Finland wants to send 10 lucky people on a 5 day sojourn to discover why their piece of the planet has been voted “the happiest country on earth.” The coaching will cover four key themes: nature and lifestyle, health and balance, design and everyday, and food and well-being.
We applaud their marketing team for coming up with this “masterclass for happiness” campaign and wish them well as they collect contestants’ vital information and demand that they spread the word of the Finns on tiktok.
But is it necessary to go to Finland to experience happiness? Let’s examine whether winning this trip to Finland will actually raise your mood level to “maximum joy.”
First off, having all your travel expenses paid by the Finns definitely raises the spirits.
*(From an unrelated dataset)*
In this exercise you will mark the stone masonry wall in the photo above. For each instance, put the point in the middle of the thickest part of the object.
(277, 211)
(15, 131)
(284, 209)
So score “plus five” on the happiness scale.
But you still have to get there. Say you’re leaving from New York. Getting to the Kuru Resort will take approximately 13 1/2 hours. Plus packing, getting to the airport, going through customs, waiting around. Let’s say all told it’s 18 hours door to door. This scores a “minus three” in the happiness category.
What about the gasoline, jet fuel, and other climate irritants that are being used to propel your stiff body from one continent to another? Should these be counted against the Finns “close relationship with nature?” Score “minus three” there.
So you’ve arrived at the Kuru private resort. It looks pretty swank, assuming you like thread counts. So score “plus two.” But you’re a little jet-lagged from the trip and the time change and the changeover in Helsinki, so yo wander around in a daze, hoping to shake off the lethargy. “Minus one” for that.
But now you’re going to spend four days listening to so-called “happiness experts” lecture you on things that will promote well-being. Like getting enough sleep, going for walks in the woods, eating well, and surrounding yourself with expensive luxury items. That seems like the Finnish version of a “Hilton Resort Excursion” where you get cheap accommodations in exchange for listening to a sales pitch on time shares. Thanks, but no thanks. “Minus three.”
There’s more to examine, but so far the Finns score a “minus three” on our happiness scale. But we acknowledge some people love to fly halfway around the world to shack up in a remote luxury hotel and listen to people with accents talk about pampering yourself for five days.
The reality of Finland, like with any other dot on the map, is that there’s more to life than a luxury resort in the woods. Here’s a reminder of what it’s like to walk through Helsinki in January. And that’s why the Finnish have a saying, kalsarikännit, which translates as “pantsdrunk,” and refers to the practice of binge-drinking at home alone in your underpants. That won’t make the media campaign, but it does explain why they’re sending you to one of their luxury resorts in June.
As for us SuperOptimists, we will take the Finns four-point plan and institute it closer to home. We will spend the next five days walking through the woods with our dog, taking naps, eating well, wearing a fluffy bathrobe, and taking hot baths. We will also give ourselves lots of credit for doing all this without needing any instruction from the Finns.